Gleichberechtigung als guter Vorsatz – so gelingt die Umsetzung

2021 war das Thema „Frauen in der Architektur“ sehr präsent. Gute Voraussetzungen, damit 2022 das Jahr wird, in dem sich auch im Arbeitsalltag wirklich etwas ändert. Doch was müsste das sein und wie könnte es gelingen? Wir sprachen mit Karin Hartmann darüber. Die Architektin ist Mitglied in der architektinnen initiative nw und veröffentlicht im Frühjahr ihr Buch „Schwarzer Rolli, Hornbrille“ im JOVIS-Verlag.

ainw: Wie schätzt Du die aktuelle Lage von Frauen in unserer Branche ein?

Karin Hartmann: Wir sind in einer Situation, wo die Debatte um Gleichberechtigung im Fachdiskurs ankommt. Das ist ein toller Erfolg! Jetzt geht es darum, die nächsten Schritte zu machen. Wie ist die Situation in meinem Büro? Was kann ich selbst tut, um die Situation zu verbessern? Ein idealer Vorsatz für alle Büroinhaber*innen aber auch Mitarbeitende.

Viele Büros ächzen gerade unter den verschiedenen Belastungen wie Fachhandwerker- und Materialmangel. Warum sollte man sich dennoch die Zeit nehmen, die Chancengleichheit im Büro zu verbessern? 

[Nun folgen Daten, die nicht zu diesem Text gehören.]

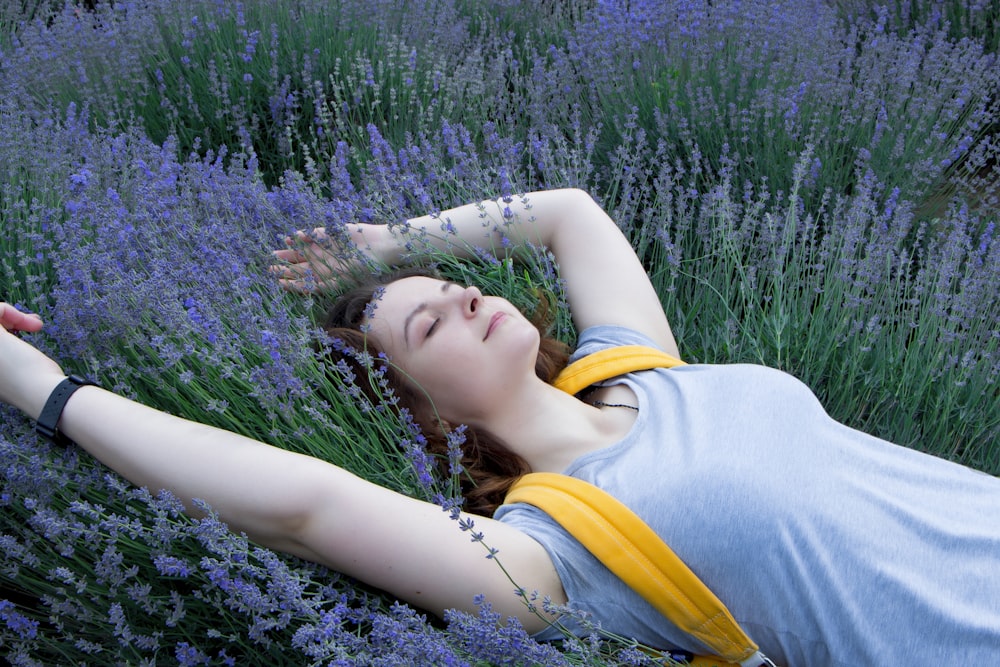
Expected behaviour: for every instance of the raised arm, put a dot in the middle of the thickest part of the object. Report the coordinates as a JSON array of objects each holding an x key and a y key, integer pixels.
[
  {"x": 605, "y": 282},
  {"x": 286, "y": 501}
]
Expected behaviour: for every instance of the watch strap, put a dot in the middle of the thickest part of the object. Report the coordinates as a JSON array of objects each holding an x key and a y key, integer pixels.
[{"x": 47, "y": 423}]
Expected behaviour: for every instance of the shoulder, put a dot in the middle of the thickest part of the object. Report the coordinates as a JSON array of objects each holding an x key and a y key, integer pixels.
[{"x": 606, "y": 336}]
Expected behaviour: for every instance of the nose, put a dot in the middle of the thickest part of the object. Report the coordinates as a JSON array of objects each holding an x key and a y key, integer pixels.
[{"x": 472, "y": 299}]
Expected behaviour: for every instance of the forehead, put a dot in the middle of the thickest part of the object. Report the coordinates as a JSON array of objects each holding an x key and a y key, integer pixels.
[
  {"x": 400, "y": 294},
  {"x": 396, "y": 301}
]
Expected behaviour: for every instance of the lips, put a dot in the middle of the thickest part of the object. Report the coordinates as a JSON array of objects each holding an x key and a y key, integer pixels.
[{"x": 494, "y": 322}]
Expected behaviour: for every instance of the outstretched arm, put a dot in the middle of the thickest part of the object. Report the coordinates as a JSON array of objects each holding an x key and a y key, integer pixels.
[
  {"x": 605, "y": 282},
  {"x": 286, "y": 501}
]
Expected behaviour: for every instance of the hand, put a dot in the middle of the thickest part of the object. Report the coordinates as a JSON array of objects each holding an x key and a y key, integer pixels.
[
  {"x": 316, "y": 260},
  {"x": 12, "y": 319},
  {"x": 27, "y": 376}
]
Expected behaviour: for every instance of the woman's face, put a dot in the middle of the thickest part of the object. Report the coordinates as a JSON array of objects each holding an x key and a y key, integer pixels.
[{"x": 466, "y": 350}]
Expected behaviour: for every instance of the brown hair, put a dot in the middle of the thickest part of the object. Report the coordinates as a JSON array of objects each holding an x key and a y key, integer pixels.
[{"x": 489, "y": 468}]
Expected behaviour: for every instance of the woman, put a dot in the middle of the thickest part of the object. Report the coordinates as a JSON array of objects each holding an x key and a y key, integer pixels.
[{"x": 829, "y": 546}]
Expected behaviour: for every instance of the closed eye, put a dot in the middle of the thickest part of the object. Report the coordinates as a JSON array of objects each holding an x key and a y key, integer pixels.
[{"x": 433, "y": 326}]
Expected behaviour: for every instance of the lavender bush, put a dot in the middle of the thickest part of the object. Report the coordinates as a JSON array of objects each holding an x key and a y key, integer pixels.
[{"x": 812, "y": 186}]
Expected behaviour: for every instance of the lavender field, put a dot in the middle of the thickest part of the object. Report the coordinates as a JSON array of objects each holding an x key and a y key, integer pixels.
[{"x": 812, "y": 185}]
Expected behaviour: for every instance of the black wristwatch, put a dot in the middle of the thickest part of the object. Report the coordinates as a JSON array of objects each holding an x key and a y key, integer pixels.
[{"x": 47, "y": 421}]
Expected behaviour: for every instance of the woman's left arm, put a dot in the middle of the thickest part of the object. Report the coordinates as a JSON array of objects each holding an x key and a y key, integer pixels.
[{"x": 605, "y": 281}]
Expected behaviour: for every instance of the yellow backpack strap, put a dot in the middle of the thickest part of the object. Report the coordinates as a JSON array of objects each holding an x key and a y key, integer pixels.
[
  {"x": 623, "y": 542},
  {"x": 610, "y": 363}
]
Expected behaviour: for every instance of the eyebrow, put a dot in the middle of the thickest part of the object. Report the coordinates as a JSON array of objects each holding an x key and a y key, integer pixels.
[{"x": 421, "y": 307}]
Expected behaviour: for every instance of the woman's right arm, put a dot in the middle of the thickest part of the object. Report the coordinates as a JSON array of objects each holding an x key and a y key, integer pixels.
[{"x": 286, "y": 501}]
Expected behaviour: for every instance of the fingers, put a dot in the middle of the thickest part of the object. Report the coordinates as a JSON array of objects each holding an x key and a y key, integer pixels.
[{"x": 14, "y": 320}]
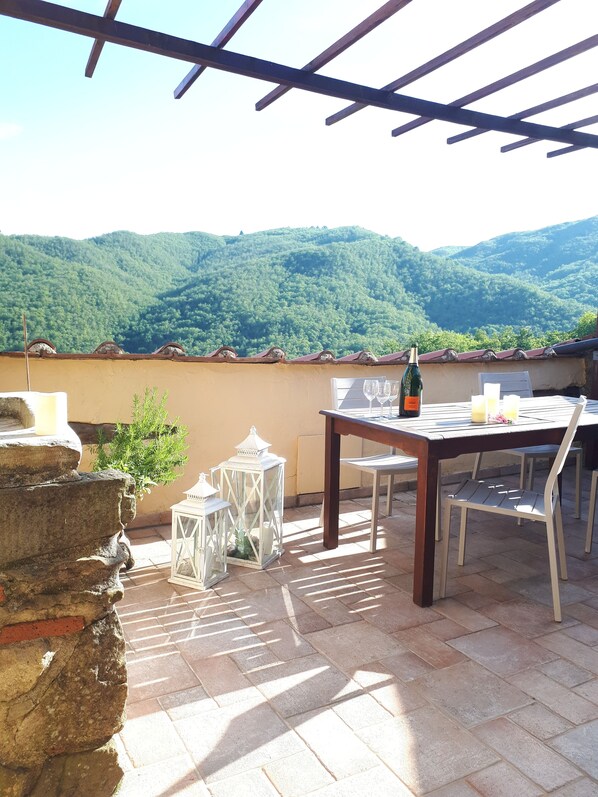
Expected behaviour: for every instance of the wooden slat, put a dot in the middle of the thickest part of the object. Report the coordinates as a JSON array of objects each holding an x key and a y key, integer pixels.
[
  {"x": 453, "y": 53},
  {"x": 98, "y": 45},
  {"x": 74, "y": 21},
  {"x": 524, "y": 142},
  {"x": 549, "y": 105},
  {"x": 339, "y": 46},
  {"x": 225, "y": 35},
  {"x": 509, "y": 80}
]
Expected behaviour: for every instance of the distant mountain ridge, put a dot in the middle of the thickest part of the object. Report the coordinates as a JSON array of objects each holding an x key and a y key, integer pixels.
[{"x": 303, "y": 289}]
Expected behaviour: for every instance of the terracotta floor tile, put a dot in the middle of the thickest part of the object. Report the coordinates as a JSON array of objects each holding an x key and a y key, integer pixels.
[
  {"x": 378, "y": 781},
  {"x": 556, "y": 697},
  {"x": 501, "y": 650},
  {"x": 580, "y": 654},
  {"x": 502, "y": 779},
  {"x": 337, "y": 747},
  {"x": 151, "y": 738},
  {"x": 439, "y": 751},
  {"x": 155, "y": 673},
  {"x": 356, "y": 643},
  {"x": 235, "y": 739},
  {"x": 187, "y": 703},
  {"x": 540, "y": 721},
  {"x": 180, "y": 777},
  {"x": 297, "y": 775},
  {"x": 579, "y": 745},
  {"x": 250, "y": 784},
  {"x": 463, "y": 615},
  {"x": 300, "y": 685},
  {"x": 525, "y": 617},
  {"x": 565, "y": 672},
  {"x": 471, "y": 694},
  {"x": 282, "y": 639},
  {"x": 361, "y": 711},
  {"x": 536, "y": 761},
  {"x": 428, "y": 647}
]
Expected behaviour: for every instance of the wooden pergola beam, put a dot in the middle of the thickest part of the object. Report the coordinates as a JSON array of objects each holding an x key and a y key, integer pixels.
[
  {"x": 557, "y": 102},
  {"x": 82, "y": 23},
  {"x": 453, "y": 53},
  {"x": 228, "y": 31},
  {"x": 98, "y": 45},
  {"x": 524, "y": 142},
  {"x": 509, "y": 80},
  {"x": 339, "y": 46}
]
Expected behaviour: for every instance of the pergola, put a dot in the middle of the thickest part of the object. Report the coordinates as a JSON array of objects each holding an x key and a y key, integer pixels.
[{"x": 358, "y": 96}]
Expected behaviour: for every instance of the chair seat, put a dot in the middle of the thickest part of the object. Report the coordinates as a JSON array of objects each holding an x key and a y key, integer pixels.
[
  {"x": 383, "y": 464},
  {"x": 542, "y": 451},
  {"x": 499, "y": 499}
]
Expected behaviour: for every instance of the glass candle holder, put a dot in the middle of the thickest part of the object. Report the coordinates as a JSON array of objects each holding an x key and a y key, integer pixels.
[
  {"x": 510, "y": 407},
  {"x": 479, "y": 409},
  {"x": 492, "y": 393}
]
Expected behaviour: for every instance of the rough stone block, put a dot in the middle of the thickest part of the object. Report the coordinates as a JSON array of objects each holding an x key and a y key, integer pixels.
[
  {"x": 42, "y": 518},
  {"x": 77, "y": 699}
]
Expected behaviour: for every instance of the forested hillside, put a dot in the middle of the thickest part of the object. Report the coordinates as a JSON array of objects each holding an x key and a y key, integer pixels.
[
  {"x": 302, "y": 289},
  {"x": 563, "y": 258}
]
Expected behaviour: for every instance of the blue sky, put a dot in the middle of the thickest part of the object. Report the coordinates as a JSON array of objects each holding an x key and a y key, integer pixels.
[{"x": 80, "y": 157}]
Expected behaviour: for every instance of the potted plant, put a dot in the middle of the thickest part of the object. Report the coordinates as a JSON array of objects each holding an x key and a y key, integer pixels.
[{"x": 149, "y": 448}]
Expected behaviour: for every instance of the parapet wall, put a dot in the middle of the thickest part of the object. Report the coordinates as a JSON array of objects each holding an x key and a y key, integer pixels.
[
  {"x": 219, "y": 400},
  {"x": 63, "y": 681}
]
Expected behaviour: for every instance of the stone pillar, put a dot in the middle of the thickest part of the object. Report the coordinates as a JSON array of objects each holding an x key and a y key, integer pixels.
[{"x": 63, "y": 681}]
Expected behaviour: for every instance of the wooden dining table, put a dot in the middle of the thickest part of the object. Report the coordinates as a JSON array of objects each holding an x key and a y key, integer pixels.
[{"x": 443, "y": 431}]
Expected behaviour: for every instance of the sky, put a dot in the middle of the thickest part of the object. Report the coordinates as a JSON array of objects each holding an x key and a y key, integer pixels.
[{"x": 81, "y": 157}]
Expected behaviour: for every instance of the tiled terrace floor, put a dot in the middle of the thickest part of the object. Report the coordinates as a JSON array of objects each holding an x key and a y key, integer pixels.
[{"x": 320, "y": 676}]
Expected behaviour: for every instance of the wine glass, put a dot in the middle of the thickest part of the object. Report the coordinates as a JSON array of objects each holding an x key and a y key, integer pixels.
[
  {"x": 381, "y": 395},
  {"x": 393, "y": 386},
  {"x": 370, "y": 391}
]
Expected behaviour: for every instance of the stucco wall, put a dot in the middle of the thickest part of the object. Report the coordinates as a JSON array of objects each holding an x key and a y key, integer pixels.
[{"x": 219, "y": 401}]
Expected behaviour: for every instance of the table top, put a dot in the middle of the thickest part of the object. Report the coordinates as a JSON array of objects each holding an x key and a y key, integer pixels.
[{"x": 453, "y": 420}]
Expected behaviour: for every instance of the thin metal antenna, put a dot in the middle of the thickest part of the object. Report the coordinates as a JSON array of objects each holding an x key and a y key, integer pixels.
[{"x": 26, "y": 351}]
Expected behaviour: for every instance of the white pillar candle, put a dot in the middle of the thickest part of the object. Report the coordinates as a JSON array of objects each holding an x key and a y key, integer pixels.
[
  {"x": 510, "y": 406},
  {"x": 479, "y": 409},
  {"x": 492, "y": 393},
  {"x": 50, "y": 413}
]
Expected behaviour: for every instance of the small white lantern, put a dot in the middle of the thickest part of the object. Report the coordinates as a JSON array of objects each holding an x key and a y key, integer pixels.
[
  {"x": 200, "y": 528},
  {"x": 253, "y": 483}
]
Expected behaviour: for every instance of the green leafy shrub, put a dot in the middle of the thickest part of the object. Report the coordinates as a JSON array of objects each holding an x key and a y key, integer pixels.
[{"x": 149, "y": 448}]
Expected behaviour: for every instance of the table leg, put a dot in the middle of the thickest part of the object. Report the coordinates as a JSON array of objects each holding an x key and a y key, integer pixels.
[
  {"x": 425, "y": 522},
  {"x": 331, "y": 484}
]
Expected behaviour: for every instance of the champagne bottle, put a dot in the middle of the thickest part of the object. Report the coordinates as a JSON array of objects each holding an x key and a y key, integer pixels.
[{"x": 410, "y": 397}]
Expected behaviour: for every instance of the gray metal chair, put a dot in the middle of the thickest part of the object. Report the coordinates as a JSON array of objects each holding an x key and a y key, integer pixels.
[
  {"x": 591, "y": 511},
  {"x": 519, "y": 382},
  {"x": 497, "y": 498},
  {"x": 347, "y": 395}
]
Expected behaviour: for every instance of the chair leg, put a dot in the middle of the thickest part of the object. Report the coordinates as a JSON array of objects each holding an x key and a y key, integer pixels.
[
  {"x": 591, "y": 511},
  {"x": 477, "y": 464},
  {"x": 375, "y": 503},
  {"x": 462, "y": 527},
  {"x": 577, "y": 485},
  {"x": 522, "y": 475},
  {"x": 560, "y": 537},
  {"x": 554, "y": 579},
  {"x": 438, "y": 529},
  {"x": 389, "y": 494},
  {"x": 446, "y": 533}
]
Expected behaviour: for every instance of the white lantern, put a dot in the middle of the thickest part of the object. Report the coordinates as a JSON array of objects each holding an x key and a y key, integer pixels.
[
  {"x": 253, "y": 483},
  {"x": 200, "y": 527}
]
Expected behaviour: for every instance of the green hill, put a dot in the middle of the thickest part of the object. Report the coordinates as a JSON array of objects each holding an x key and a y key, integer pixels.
[{"x": 302, "y": 289}]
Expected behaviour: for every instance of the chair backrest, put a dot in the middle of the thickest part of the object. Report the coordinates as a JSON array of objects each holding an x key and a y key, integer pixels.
[
  {"x": 563, "y": 451},
  {"x": 347, "y": 393},
  {"x": 511, "y": 382}
]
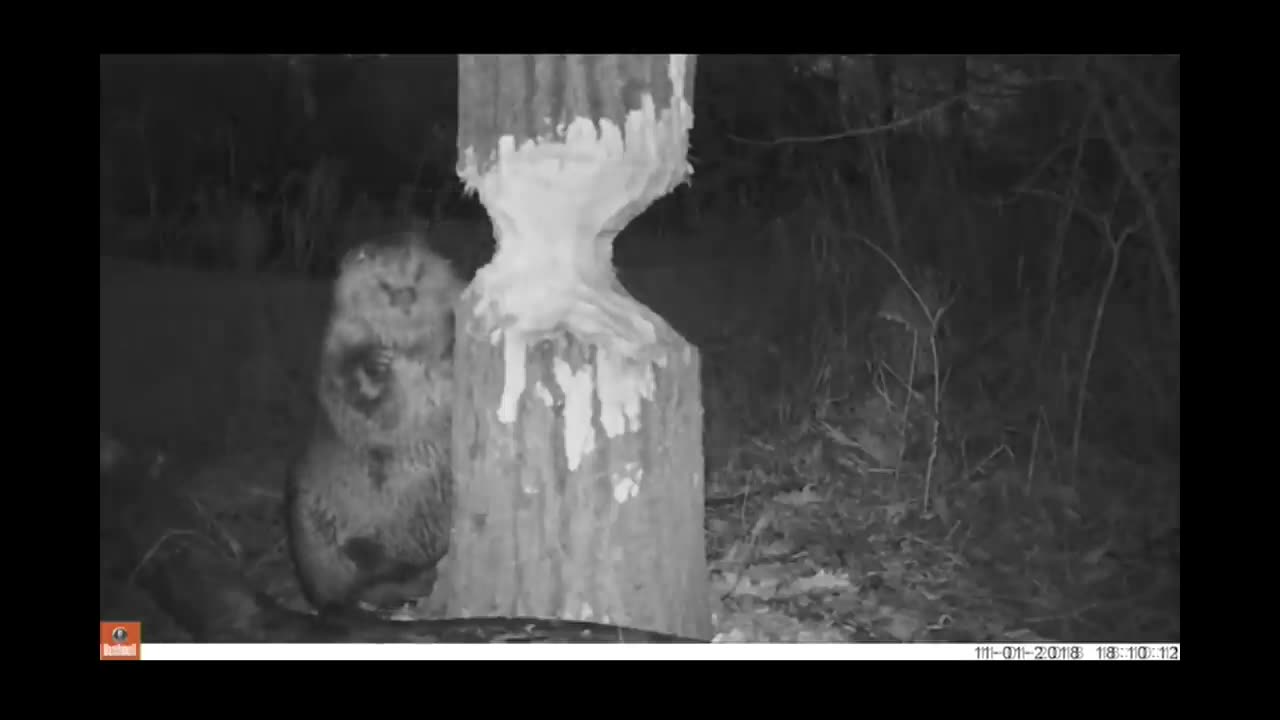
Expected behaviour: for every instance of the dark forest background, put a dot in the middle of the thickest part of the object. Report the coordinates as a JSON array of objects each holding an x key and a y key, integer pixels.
[{"x": 961, "y": 270}]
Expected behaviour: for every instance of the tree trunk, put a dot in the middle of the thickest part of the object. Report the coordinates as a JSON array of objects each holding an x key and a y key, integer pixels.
[{"x": 577, "y": 425}]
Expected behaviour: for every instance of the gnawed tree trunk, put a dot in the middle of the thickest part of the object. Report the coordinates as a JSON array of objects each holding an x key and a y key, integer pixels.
[{"x": 577, "y": 425}]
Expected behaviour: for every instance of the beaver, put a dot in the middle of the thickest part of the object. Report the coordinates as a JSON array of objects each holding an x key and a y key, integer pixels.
[{"x": 369, "y": 500}]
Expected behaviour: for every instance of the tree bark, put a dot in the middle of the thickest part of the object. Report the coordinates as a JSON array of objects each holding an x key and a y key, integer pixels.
[{"x": 577, "y": 424}]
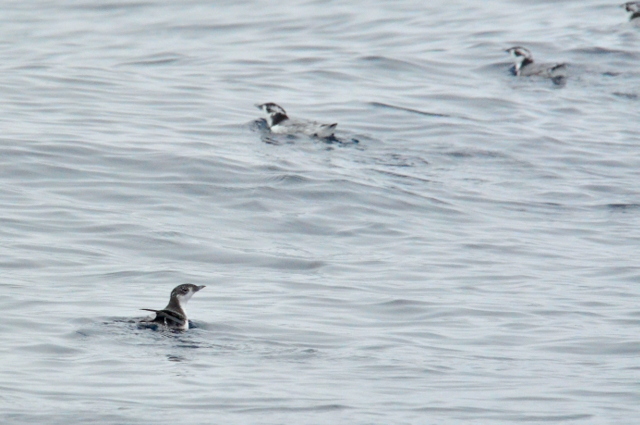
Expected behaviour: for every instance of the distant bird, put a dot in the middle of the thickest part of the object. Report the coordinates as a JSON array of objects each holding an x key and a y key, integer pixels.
[
  {"x": 525, "y": 67},
  {"x": 174, "y": 316},
  {"x": 634, "y": 8},
  {"x": 280, "y": 123}
]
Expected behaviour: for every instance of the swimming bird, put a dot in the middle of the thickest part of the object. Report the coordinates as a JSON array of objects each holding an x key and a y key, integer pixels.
[
  {"x": 634, "y": 8},
  {"x": 173, "y": 316},
  {"x": 280, "y": 123},
  {"x": 525, "y": 67}
]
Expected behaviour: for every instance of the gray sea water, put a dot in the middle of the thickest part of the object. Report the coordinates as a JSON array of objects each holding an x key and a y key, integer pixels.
[{"x": 465, "y": 251}]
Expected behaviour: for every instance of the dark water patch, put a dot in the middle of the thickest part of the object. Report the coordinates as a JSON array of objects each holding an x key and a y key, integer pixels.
[{"x": 415, "y": 111}]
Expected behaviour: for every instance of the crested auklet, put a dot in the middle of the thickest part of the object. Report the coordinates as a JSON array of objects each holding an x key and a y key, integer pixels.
[
  {"x": 280, "y": 123},
  {"x": 173, "y": 316},
  {"x": 525, "y": 67}
]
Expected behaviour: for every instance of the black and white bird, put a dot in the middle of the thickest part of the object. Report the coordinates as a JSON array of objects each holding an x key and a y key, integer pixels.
[
  {"x": 174, "y": 316},
  {"x": 280, "y": 123},
  {"x": 634, "y": 8},
  {"x": 525, "y": 66}
]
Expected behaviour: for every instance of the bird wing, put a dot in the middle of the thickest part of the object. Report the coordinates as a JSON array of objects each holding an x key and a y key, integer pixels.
[{"x": 163, "y": 315}]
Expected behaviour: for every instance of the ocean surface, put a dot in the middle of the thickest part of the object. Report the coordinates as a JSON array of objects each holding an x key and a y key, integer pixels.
[{"x": 465, "y": 251}]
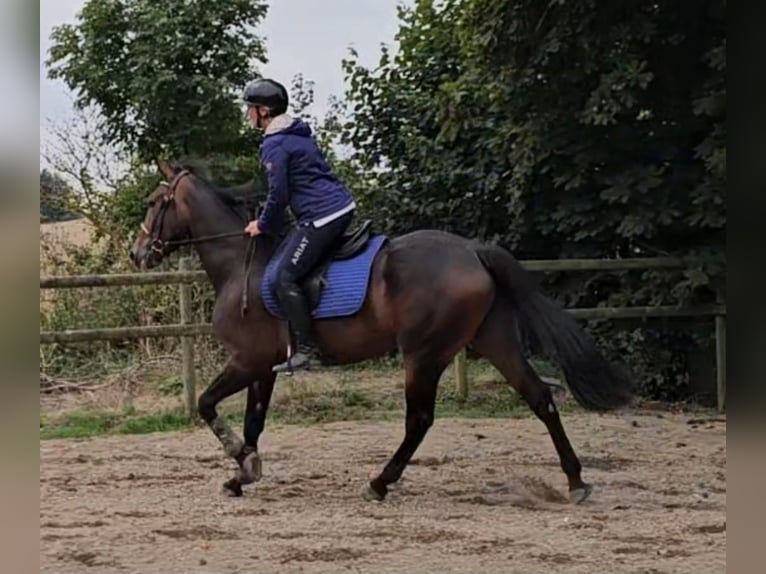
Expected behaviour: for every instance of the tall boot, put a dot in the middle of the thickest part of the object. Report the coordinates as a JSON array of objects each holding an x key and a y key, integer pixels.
[{"x": 295, "y": 305}]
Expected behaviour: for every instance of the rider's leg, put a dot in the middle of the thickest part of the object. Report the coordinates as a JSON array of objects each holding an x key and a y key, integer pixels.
[{"x": 307, "y": 247}]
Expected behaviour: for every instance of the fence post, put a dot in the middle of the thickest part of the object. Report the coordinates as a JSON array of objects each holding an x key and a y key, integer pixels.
[
  {"x": 461, "y": 378},
  {"x": 187, "y": 343},
  {"x": 720, "y": 357}
]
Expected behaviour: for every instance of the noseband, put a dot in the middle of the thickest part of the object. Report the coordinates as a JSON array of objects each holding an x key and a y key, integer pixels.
[{"x": 158, "y": 245}]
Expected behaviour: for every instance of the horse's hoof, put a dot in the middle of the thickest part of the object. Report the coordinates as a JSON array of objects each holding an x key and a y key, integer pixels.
[
  {"x": 372, "y": 495},
  {"x": 252, "y": 469},
  {"x": 577, "y": 495},
  {"x": 232, "y": 488}
]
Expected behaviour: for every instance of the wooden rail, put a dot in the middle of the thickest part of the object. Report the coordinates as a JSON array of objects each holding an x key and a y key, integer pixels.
[{"x": 186, "y": 330}]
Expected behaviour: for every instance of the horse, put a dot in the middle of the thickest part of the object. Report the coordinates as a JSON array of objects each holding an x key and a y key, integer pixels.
[{"x": 429, "y": 294}]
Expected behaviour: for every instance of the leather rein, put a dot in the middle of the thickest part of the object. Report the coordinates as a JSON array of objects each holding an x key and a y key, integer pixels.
[{"x": 161, "y": 247}]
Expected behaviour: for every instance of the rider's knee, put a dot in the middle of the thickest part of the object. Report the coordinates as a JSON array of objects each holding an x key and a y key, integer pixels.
[{"x": 285, "y": 279}]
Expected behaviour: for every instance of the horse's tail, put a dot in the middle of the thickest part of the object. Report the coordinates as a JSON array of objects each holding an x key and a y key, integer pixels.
[{"x": 594, "y": 382}]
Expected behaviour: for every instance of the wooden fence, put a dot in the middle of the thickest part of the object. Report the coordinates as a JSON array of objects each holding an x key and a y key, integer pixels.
[{"x": 187, "y": 330}]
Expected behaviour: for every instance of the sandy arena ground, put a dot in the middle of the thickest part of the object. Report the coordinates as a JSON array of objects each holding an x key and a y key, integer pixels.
[{"x": 482, "y": 496}]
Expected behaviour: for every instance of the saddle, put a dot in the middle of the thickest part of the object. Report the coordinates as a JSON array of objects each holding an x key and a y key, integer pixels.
[{"x": 348, "y": 245}]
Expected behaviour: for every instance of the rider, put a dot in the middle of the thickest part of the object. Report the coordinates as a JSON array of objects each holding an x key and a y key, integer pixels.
[{"x": 298, "y": 176}]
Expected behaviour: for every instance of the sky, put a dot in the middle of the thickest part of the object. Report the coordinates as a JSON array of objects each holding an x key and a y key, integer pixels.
[{"x": 306, "y": 36}]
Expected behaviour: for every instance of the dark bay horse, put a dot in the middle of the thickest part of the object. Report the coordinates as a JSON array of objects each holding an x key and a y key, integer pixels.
[{"x": 430, "y": 295}]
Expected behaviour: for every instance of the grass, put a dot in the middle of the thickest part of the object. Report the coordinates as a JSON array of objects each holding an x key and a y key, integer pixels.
[
  {"x": 83, "y": 424},
  {"x": 374, "y": 393}
]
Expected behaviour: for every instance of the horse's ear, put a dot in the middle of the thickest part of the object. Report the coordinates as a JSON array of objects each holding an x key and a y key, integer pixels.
[{"x": 166, "y": 169}]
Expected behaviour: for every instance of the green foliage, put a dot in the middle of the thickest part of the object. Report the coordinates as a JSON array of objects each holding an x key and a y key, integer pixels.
[
  {"x": 559, "y": 129},
  {"x": 83, "y": 424},
  {"x": 55, "y": 198},
  {"x": 165, "y": 75}
]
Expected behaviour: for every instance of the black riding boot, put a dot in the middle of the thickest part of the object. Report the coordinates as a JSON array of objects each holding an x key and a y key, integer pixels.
[{"x": 296, "y": 307}]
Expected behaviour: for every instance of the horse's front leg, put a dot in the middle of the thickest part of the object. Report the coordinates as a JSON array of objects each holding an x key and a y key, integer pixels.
[
  {"x": 231, "y": 380},
  {"x": 258, "y": 399}
]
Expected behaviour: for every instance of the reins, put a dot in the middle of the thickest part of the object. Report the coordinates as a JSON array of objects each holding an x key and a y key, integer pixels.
[{"x": 161, "y": 246}]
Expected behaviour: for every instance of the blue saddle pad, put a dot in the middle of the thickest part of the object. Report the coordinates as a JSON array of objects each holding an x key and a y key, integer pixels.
[{"x": 346, "y": 288}]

Der Druck auf dem Arbeitsmarkt verschafft Büros mit einer zeitgemäßen Arbeitskultur bessere Chancen, gute Mitarbeiter*innen zu gewinnen und insbesondere auch zu halten. In der Corona-Krise haben sich viele Beschäftigte bessere Jobs gesucht. Es ist ein Prozess, die eigene Bürokultur umzustellen. Es lohnt sich, so früh wie möglich damit zu beginnen.

Ein eklatanter Missstand ist der Gender Pay Gap. Wie kann ich als Büroinhaber*in aber auch als Arbeitnehmer*in für faire Bezahlung sorgen?

Die Frage ist doch eher, warum bezahle ich Frauen eigentlich weniger Gehalt bei gleicher Leistung? Transparenz ist die grundlegende Voraussetzung, um Lohnungleichheit herzustellen. Es gibt keinen Grund, Mitarbeiterinnen bei gleicher Qualifikation weniger Gehalt zu zahlen, das gilt für Vollzeit, aber auch im Verhältnis für Teilzeit.

Flexible Arbeitszeiten sind mit der klassischen Arbeitskultur im Architekturbüro nur schwer vereinbar. Teilzeit bedeutet fast immer das Ende der Karriere. Was muss sich ändern?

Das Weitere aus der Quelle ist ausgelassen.